Laura CobbLaura Cobb

Highly decorated member of the Navy Nurse Corps Laura Mae Cobb served as a military nurse for almost thirty years. She is best known for her leadership of the nurses, immortalized as the "Angels of Bataan," who were held captive in the Philippines by the Japanese from just after Pearl Harbor until their liberation in February 1945. Throughout her time as a prisoner of war, Cobb and other Navy and Army nurses tended to those needing care while subtly resisting their captors, even mislabeling bottles to prevent looting. Under Cobb's leadership, the nurses performed heroically and exemplarily, for which they were eventually recognized. Finally, on February 23, 1945, after four years in captivity and with almost all the nurses bordering on starvation, an American rescue team liberated them.

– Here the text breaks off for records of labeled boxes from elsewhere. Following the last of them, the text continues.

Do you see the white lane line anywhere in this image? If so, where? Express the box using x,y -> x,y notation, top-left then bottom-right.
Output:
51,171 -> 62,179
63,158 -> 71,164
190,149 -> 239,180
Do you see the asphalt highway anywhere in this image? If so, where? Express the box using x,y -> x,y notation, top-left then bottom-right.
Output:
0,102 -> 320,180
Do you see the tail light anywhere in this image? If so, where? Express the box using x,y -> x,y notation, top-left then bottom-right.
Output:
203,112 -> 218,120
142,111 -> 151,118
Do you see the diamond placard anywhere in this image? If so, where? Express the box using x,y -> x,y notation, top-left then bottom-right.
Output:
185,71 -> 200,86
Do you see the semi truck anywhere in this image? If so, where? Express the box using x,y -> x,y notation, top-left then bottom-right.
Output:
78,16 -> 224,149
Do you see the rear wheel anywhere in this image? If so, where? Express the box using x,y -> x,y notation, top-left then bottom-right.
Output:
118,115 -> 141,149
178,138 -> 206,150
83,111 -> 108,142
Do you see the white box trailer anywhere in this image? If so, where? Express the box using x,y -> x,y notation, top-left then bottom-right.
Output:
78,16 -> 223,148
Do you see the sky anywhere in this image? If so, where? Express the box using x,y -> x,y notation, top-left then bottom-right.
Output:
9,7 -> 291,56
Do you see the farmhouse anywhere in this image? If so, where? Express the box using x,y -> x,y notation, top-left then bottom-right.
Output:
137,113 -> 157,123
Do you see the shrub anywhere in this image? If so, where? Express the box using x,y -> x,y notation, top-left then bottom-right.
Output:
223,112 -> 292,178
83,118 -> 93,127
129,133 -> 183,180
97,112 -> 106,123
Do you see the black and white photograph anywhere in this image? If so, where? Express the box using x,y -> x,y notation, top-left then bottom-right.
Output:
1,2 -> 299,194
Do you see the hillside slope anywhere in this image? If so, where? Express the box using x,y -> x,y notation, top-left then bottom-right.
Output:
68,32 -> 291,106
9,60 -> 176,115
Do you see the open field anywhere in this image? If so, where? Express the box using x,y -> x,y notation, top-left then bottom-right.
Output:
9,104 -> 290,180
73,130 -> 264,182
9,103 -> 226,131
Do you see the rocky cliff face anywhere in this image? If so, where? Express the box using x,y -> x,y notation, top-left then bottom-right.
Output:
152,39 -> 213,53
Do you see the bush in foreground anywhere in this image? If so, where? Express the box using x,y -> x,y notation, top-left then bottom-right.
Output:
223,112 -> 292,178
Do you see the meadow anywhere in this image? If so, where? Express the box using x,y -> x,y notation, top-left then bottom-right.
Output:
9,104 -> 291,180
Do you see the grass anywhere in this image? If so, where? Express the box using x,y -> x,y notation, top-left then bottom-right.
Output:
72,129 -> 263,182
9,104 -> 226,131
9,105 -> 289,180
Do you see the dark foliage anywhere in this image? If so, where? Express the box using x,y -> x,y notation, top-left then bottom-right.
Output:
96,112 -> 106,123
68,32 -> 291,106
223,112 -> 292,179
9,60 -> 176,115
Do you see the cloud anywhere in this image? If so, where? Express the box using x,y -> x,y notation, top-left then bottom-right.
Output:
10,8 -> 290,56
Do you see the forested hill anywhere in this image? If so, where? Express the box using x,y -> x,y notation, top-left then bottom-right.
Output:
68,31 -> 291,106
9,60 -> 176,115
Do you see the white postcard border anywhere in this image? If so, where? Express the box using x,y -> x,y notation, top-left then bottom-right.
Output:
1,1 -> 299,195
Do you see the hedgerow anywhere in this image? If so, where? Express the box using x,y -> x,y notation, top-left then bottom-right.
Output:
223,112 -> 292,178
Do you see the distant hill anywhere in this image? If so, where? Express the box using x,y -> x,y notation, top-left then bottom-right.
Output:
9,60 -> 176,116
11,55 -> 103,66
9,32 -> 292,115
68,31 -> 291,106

https://www.womenofwwii.com/navy/navy-nurses/lieutenant-commander-laura-m-cobb-navy-nurse-corps/

Angela Davis

An activist, scholar, professor, philosopher and author who came to prominence in the Civil Rights and Black Power movements of the 1960s and 1970s, Angela Davis had close ties with the Black Panther Party for Self-Defense. In 1970, Davis was arrested and charged with conspiracy in an armed confrontation that resulted in four deaths. She was later acquitted of all charges. The author of eight books, Davis is Distinguished Professor Emerita with the History of Consciousness Department at the University of California, Santa Cruz, and a former director of the university's Feminist Studies department. Davis remains a powerful advocate of gender equity, the abolition of the prison-industrial complex, and LGBTQ rights.

https://www.nytimes.com/2018/02/13/arts/angela-davis-archive-harvard.html

Dolores Huerta

Civil rights and labor activist Dolores Clara Fernandez Huerta has made a life's work of advocacy for farmworkers, immigrants, women, and the American Hispanic or Latino/a community. Her leadership and organizational skills were influential in the success of the United Farm Workers, as were her contributions in recruiting women, maintaining a non-violent union front, and successfully gaining support for the grape boycott that led to contracts for the UFW. Huerta's core philosophy always remained the same: freedom of self through choice. She has advocated for the working poor, women, children, the LGBT community, and working immigrants.

https://doloreshuerta.org/

Jacqueline CochranJacqueline Cochran

The first woman to break the sound barrier and the director of the Women's Airforce Service Pilots (WASPS), Cochran was born near Muscogee, Florida and orphaned as an infant. Raised in northern Florida by a poverty-stricken foster family of migrant sawmill workers, she went to work in the mills early in life. In 1960, Cochran's friendship with Dr. Randolph Lovelace of NASA brought her into the space age. Lovelace was operating a privately funded program to give women pilots the same tests that the male astronaut candidates were receiving. Not only did Cochran participate in the tests herself, she paid to cover the tests of the other twelve women who participated. Despite several women outscoring male astronaut candidates on these tests, NASA would not actively recruit women as astronauts for another seventeen years.